Szpinak jest zdrowy, zawiera dużo żelaza i podobno jest bardzo smaczny. Ja zawsze miałam uraz z lat szkolnych i dla mnie szpinak smakował mydłem.
Aż pewnego dnia nie zaryzykowałam i nie użyłam świeżego szpinaku. Metodą prób, błędów i twórczych uniesień powstała zapiekanka na bazie szpinaku.
Składniki:
0,5 kg szpinaku mrożonego lub 1 kg świeżego
1 główka czosnku – można dać mniej, zależy to jedynie od osobistych preferencji
0,5 kg mielonej wołowiny
0,5 kg kurek
2 jajka
ser pleśniowy
Wykonanie:
- Na rozgrzaną patelnię rozdrabniamy mięso. Ważne jest, żeby nie przerzucić go w całości, ale rozerwać palcami na drobne kawałeczki. Przesypujemy solą i pieprzem (ja używam mieszanki pieprzy kolorowych, młotkowanej, nie mielonej). Smażymy aż do momentu, w którym mięso zaczyna się rumienić. Zrumienione przekładamy do innego naczynia.
- W czasie smażenia mięsa przygotowujemy czosnek i szpinak. Przy tej ilości szpinaku – mniej więcej jedna główka. Czosnek obieramy, po czym kroimy na niezbyt cienkie plasterki. Odłamujemy łodyżki szpinaku, a liście rozrywamy lub kroimy na mniejsze części.
- Na patelnię po mięsie wrzucamy czosnek i podsmażamy do zrumienienia. Następnie dodajemy szpinak i dusimy do zwiędnięcia.
- Przekładamy do innego naczynia.
- Na patelnię przerzucamy kurki, leciutko solimy i smażymy do usunięcia wilgoci. Pilnujemy, żeby kurki zebrały wszystkie pozostawione przez mięso i szpinak „smaczki”.

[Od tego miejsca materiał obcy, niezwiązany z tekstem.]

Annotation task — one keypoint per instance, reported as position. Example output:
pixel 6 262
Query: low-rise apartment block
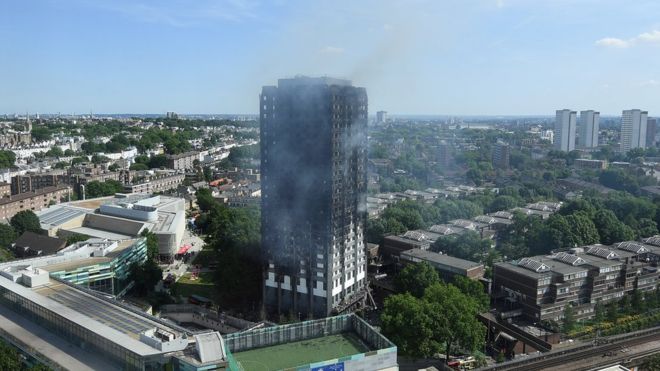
pixel 182 161
pixel 542 286
pixel 157 184
pixel 35 201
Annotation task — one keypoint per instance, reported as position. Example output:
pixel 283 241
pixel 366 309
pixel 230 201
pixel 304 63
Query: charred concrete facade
pixel 314 178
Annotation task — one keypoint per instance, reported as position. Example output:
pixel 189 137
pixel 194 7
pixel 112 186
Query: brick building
pixel 35 200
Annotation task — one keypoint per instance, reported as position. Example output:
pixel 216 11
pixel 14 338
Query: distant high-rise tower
pixel 589 125
pixel 313 177
pixel 633 129
pixel 565 130
pixel 381 117
pixel 28 123
pixel 501 155
pixel 650 132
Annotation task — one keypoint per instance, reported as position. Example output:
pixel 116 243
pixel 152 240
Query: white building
pixel 633 129
pixel 565 122
pixel 589 125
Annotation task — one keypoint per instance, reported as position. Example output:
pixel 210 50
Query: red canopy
pixel 184 249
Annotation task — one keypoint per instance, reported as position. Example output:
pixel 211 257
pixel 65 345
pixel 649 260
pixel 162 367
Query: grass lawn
pixel 202 286
pixel 300 353
pixel 204 258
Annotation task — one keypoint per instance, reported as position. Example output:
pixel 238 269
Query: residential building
pixel 32 182
pixel 444 154
pixel 582 163
pixel 314 177
pixel 564 134
pixel 447 266
pixel 5 189
pixel 35 201
pixel 589 125
pixel 381 117
pixel 542 286
pixel 121 217
pixel 633 129
pixel 501 155
pixel 52 302
pixel 651 130
pixel 157 184
pixel 182 161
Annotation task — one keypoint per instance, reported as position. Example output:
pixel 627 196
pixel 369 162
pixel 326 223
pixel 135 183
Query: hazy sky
pixel 425 57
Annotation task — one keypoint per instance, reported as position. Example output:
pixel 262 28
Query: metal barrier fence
pixel 559 353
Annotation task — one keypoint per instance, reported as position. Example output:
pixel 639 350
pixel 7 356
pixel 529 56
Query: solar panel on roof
pixel 415 235
pixel 632 247
pixel 568 258
pixel 602 252
pixel 655 240
pixel 533 265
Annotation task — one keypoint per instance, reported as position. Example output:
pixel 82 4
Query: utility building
pixel 313 164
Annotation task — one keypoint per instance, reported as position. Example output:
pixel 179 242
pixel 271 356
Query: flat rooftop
pixel 300 353
pixel 99 233
pixel 441 259
pixel 98 310
pixel 92 260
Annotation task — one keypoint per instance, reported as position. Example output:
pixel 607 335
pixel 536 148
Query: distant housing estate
pixel 540 287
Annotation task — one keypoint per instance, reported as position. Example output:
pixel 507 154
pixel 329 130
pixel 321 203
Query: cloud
pixel 332 50
pixel 652 37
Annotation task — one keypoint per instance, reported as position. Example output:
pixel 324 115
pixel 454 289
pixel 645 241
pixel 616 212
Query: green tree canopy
pixel 145 277
pixel 7 159
pixel 415 278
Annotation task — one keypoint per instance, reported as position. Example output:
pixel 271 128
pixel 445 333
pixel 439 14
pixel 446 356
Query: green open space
pixel 300 353
pixel 202 286
pixel 205 257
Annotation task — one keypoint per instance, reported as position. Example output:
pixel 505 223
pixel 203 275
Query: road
pixel 619 348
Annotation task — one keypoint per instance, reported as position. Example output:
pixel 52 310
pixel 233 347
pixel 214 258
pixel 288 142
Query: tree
pixel 454 317
pixel 7 235
pixel 7 159
pixel 651 363
pixel 235 235
pixel 407 323
pixel 152 244
pixel 25 220
pixel 474 289
pixel 637 302
pixel 145 276
pixel 610 229
pixel 612 312
pixel 415 278
pixel 205 199
pixel 9 358
pixel 101 189
pixel 568 322
pixel 625 305
pixel 503 203
pixel 468 245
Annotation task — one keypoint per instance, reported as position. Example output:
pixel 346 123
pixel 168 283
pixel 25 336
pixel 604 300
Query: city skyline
pixel 485 57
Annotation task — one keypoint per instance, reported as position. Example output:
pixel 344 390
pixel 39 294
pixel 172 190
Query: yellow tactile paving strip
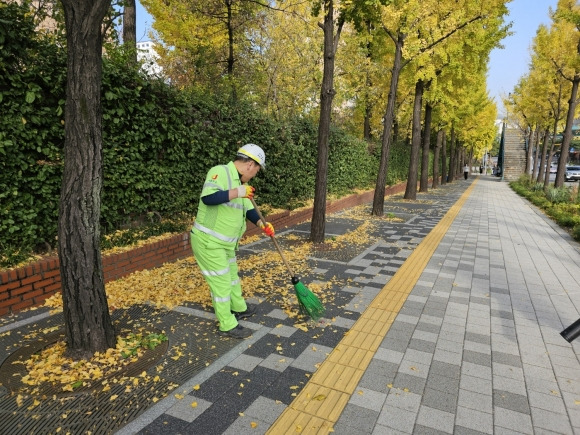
pixel 318 406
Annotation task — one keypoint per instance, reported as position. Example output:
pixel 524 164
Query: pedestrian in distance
pixel 224 205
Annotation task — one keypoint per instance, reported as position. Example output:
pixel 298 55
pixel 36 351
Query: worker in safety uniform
pixel 220 222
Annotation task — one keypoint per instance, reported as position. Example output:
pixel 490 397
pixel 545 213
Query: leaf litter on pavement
pixel 181 282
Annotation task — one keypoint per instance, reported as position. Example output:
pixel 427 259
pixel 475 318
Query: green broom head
pixel 308 301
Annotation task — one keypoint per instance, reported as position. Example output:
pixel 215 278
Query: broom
pixel 307 300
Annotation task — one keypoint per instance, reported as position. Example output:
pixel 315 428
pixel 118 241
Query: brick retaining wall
pixel 30 285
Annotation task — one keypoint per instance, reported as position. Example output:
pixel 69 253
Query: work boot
pixel 238 332
pixel 250 311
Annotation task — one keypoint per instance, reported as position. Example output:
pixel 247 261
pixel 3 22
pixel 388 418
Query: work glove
pixel 245 191
pixel 267 228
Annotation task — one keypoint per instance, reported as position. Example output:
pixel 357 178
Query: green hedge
pixel 158 143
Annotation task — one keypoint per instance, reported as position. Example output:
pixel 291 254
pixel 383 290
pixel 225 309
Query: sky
pixel 506 65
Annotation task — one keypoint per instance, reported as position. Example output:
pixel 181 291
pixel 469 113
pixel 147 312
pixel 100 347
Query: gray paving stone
pixel 277 362
pixel 508 371
pixel 415 384
pixel 452 371
pixel 389 355
pixel 479 358
pixel 311 357
pixel 443 383
pixel 436 419
pixel 396 418
pixel 511 420
pixel 283 330
pixel 506 359
pixel 370 399
pixel 470 418
pixel 476 401
pixel 511 401
pixel 378 375
pixel 358 418
pixel 245 362
pixel 265 409
pixel 548 402
pixel 247 426
pixel 476 384
pixel 343 322
pixel 551 421
pixel 515 386
pixel 185 410
pixel 477 370
pixel 440 400
pixel 277 314
pixel 400 398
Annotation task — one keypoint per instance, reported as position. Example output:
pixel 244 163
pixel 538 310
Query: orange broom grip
pixel 273 238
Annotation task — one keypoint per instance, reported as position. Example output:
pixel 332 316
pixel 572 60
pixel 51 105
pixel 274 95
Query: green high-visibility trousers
pixel 220 269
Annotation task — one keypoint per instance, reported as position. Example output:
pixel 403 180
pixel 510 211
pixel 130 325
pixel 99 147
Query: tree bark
pixel 130 27
pixel 529 151
pixel 452 168
pixel 411 188
pixel 379 195
pixel 436 157
pixel 88 326
pixel 536 153
pixel 444 172
pixel 317 229
pixel 424 182
pixel 543 168
pixel 564 149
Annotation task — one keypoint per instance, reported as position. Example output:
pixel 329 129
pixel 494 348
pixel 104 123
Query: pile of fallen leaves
pixel 181 282
pixel 51 366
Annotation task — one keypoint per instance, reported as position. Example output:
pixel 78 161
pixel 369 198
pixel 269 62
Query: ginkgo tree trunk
pixel 327 92
pixel 88 325
pixel 565 55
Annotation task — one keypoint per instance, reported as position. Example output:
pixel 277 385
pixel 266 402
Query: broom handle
pixel 273 238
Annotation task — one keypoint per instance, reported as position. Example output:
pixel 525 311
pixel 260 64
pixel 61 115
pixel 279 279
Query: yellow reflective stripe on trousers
pixel 217 235
pixel 216 299
pixel 216 272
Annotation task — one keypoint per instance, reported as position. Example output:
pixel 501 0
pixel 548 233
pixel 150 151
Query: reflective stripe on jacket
pixel 226 222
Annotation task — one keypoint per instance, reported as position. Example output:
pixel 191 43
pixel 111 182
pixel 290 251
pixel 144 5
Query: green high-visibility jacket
pixel 225 222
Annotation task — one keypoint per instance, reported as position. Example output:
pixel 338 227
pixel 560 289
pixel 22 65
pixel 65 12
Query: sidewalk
pixel 449 323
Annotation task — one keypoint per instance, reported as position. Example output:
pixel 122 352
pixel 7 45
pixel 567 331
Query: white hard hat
pixel 254 152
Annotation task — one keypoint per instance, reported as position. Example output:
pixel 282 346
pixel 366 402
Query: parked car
pixel 572 173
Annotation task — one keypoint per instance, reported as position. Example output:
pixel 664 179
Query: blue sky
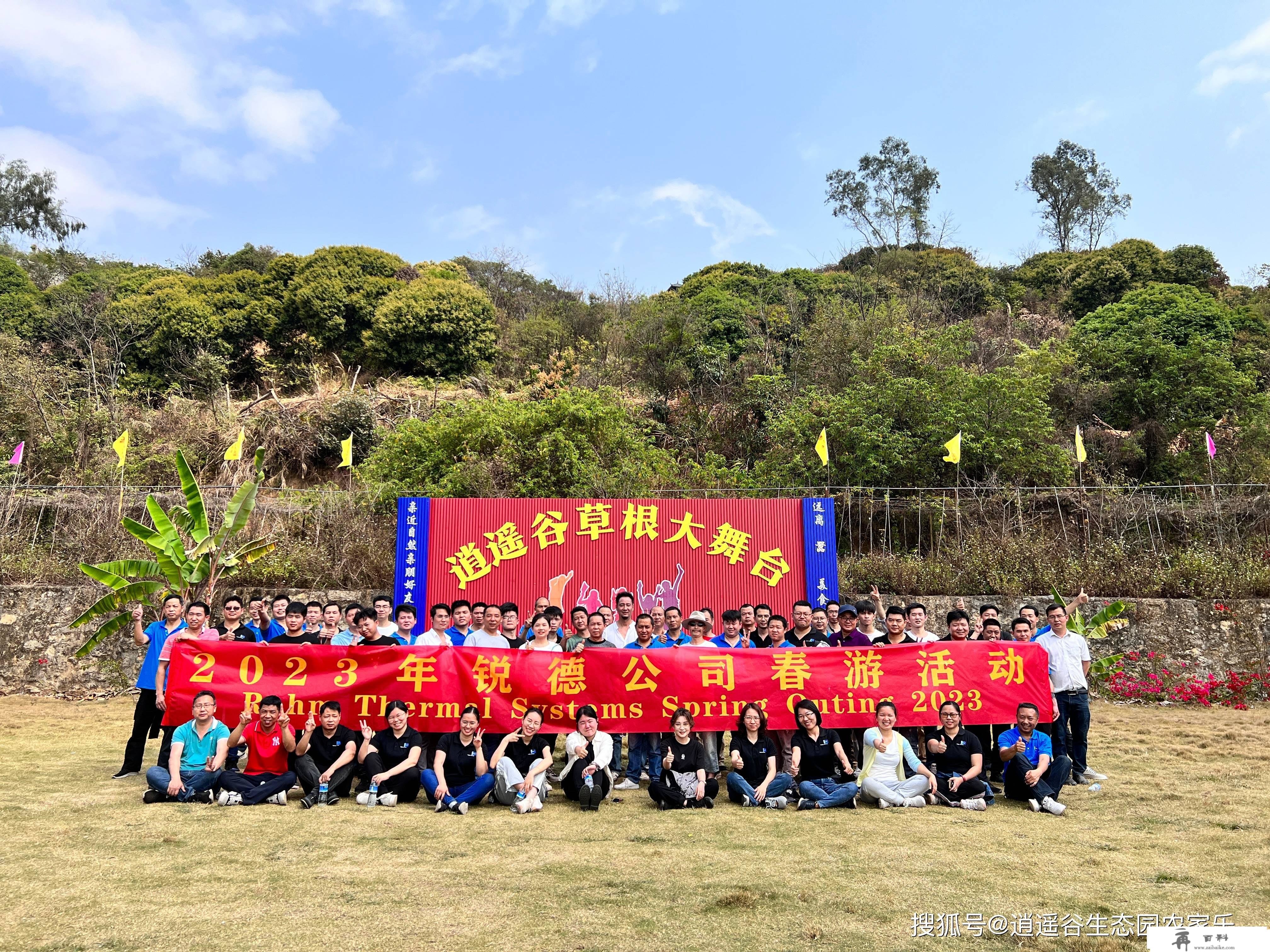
pixel 643 136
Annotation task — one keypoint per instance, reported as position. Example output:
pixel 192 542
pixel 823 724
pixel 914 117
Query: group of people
pixel 888 765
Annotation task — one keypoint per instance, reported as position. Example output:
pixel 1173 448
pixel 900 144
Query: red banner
pixel 633 691
pixel 685 552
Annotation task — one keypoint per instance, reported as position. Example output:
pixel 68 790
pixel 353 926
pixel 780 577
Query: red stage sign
pixel 633 691
pixel 684 552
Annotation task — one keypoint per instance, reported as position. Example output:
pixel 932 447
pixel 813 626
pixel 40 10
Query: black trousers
pixel 663 790
pixel 573 781
pixel 309 774
pixel 146 720
pixel 406 785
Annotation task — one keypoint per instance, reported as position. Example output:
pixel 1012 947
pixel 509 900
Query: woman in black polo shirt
pixel 392 758
pixel 826 779
pixel 753 780
pixel 684 782
pixel 957 757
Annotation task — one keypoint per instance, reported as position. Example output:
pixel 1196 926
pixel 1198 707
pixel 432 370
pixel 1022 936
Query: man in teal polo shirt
pixel 146 718
pixel 199 749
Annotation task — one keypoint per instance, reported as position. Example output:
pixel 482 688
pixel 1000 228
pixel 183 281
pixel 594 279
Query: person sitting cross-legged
pixel 1033 772
pixel 199 751
pixel 887 751
pixel 521 763
pixel 326 755
pixel 392 758
pixel 268 742
pixel 753 780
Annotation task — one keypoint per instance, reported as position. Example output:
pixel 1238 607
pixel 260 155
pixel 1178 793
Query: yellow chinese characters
pixel 864 671
pixel 717 669
pixel 567 676
pixel 417 671
pixel 729 542
pixel 506 542
pixel 936 668
pixel 639 522
pixel 639 671
pixel 493 675
pixel 1006 666
pixel 790 671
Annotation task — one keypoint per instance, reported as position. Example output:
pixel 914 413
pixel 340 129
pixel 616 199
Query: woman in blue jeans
pixel 459 774
pixel 820 762
pixel 753 780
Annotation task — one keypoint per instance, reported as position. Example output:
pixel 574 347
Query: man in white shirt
pixel 1068 680
pixel 621 631
pixel 489 635
pixel 436 635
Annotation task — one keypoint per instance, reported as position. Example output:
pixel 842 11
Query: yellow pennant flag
pixel 121 447
pixel 822 449
pixel 235 452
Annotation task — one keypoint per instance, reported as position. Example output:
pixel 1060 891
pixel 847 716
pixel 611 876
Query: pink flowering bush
pixel 1148 677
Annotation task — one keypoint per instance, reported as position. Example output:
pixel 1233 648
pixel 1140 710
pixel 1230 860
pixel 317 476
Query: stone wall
pixel 37 647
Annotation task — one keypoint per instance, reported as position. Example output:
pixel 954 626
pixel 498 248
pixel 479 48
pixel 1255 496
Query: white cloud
pixel 92 190
pixel 1248 60
pixel 466 223
pixel 573 13
pixel 294 121
pixel 728 220
pixel 481 61
pixel 98 61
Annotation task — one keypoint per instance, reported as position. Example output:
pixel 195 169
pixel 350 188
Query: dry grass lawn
pixel 1181 827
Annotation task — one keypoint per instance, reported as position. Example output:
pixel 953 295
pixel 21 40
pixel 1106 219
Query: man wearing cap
pixel 848 637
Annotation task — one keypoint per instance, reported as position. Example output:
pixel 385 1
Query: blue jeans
pixel 472 792
pixel 828 792
pixel 741 792
pixel 643 753
pixel 1074 715
pixel 196 781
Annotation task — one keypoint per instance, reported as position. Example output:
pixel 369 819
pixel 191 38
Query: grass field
pixel 1183 827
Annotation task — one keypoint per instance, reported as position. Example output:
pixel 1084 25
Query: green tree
pixel 432 327
pixel 28 204
pixel 888 197
pixel 1078 196
pixel 577 444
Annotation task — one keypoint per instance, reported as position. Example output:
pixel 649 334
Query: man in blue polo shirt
pixel 1033 772
pixel 146 718
pixel 199 749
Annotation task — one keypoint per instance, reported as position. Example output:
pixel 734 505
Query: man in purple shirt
pixel 848 637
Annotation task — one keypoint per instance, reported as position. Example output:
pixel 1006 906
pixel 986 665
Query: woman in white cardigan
pixel 587 775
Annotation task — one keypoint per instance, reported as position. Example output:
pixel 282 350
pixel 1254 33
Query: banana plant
pixel 187 558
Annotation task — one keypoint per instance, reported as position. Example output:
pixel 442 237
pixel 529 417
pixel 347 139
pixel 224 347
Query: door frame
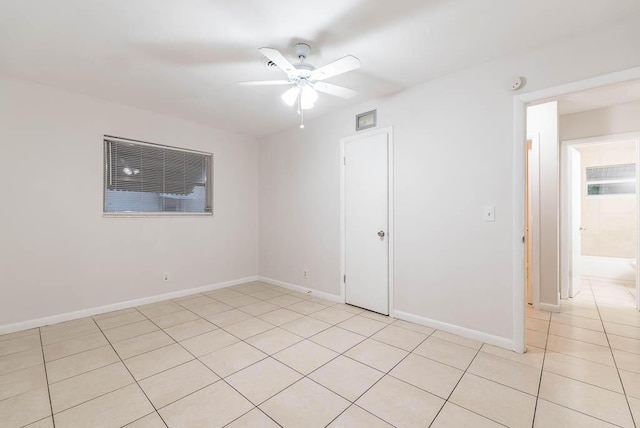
pixel 564 212
pixel 390 233
pixel 534 219
pixel 520 103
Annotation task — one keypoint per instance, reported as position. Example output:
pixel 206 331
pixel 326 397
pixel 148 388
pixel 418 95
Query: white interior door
pixel 366 199
pixel 576 220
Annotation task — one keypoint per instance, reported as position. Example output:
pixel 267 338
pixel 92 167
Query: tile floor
pixel 257 355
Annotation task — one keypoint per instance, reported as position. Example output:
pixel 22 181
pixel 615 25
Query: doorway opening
pixel 599 209
pixel 580 112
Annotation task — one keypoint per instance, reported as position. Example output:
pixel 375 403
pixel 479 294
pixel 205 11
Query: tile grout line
pixel 615 362
pixel 131 374
pixel 544 357
pixel 46 378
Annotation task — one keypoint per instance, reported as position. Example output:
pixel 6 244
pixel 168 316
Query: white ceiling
pixel 605 96
pixel 183 57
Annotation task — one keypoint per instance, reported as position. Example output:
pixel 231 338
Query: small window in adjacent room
pixel 144 178
pixel 611 180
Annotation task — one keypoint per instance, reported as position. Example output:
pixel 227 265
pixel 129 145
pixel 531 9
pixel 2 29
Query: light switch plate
pixel 489 213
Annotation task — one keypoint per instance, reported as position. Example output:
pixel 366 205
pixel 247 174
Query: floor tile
pixel 87 386
pixel 208 342
pixel 583 370
pixel 235 357
pixel 160 308
pixel 25 408
pixel 337 339
pixel 377 354
pixel 551 415
pixel 305 356
pixel 280 316
pixel 627 360
pixel 331 316
pixel 145 365
pixel 494 401
pixel 469 343
pixel 140 344
pixel 361 325
pixel 274 340
pixel 401 404
pixel 581 322
pixel 306 326
pixel 446 352
pixel 263 380
pixel 171 385
pixel 399 337
pixel 114 409
pixel 152 420
pixel 120 320
pixel 259 308
pixel 432 376
pixel 452 416
pixel 355 416
pixel 211 309
pixel 251 327
pixel 306 307
pixel 631 382
pixel 68 330
pixel 254 419
pixel 190 329
pixel 21 381
pixel 304 404
pixel 625 344
pixel 175 318
pixel 130 330
pixel 285 300
pixel 532 357
pixel 42 423
pixel 414 327
pixel 346 377
pixel 19 344
pixel 522 377
pixel 591 400
pixel 80 363
pixel 223 319
pixel 622 330
pixel 577 333
pixel 578 349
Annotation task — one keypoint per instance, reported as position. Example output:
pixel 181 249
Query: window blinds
pixel 147 178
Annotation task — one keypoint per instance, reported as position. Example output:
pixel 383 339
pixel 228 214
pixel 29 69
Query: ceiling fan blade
pixel 265 83
pixel 278 59
pixel 338 91
pixel 334 68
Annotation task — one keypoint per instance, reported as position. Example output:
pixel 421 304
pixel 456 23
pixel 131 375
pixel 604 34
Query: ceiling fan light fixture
pixel 291 96
pixel 309 97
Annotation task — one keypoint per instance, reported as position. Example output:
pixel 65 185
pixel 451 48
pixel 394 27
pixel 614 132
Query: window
pixel 143 178
pixel 611 180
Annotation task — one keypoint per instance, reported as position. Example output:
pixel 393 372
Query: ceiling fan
pixel 306 80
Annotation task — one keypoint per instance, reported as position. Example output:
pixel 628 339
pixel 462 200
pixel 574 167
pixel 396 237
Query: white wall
pixel 453 155
pixel 618 119
pixel 542 121
pixel 57 252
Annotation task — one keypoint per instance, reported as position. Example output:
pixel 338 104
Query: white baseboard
pixel 454 329
pixel 323 295
pixel 54 319
pixel 548 307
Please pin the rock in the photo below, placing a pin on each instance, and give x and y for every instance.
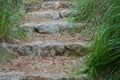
(47, 76)
(56, 4)
(52, 49)
(46, 27)
(54, 76)
(11, 75)
(51, 27)
(44, 14)
(28, 27)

- Do żaroodpornego naczynia przekładamy szpinak. Na nim równą warstwą rozkładamy mięso, a na nim kurki. Następnie jajka miksujemy z odrobiną mleka, solą i pieprzem. Masę jajeczną wylewamy na kurki tak, aby pokryć całość naczynia. Wierzch przykrywamy plastrami sera pleśniowego.
Wstawiamy do piekarnika rozgrzanego do 200 stopni na ok. 20 minut.
Smacznego!
(Visited 60 times, 1 visits today)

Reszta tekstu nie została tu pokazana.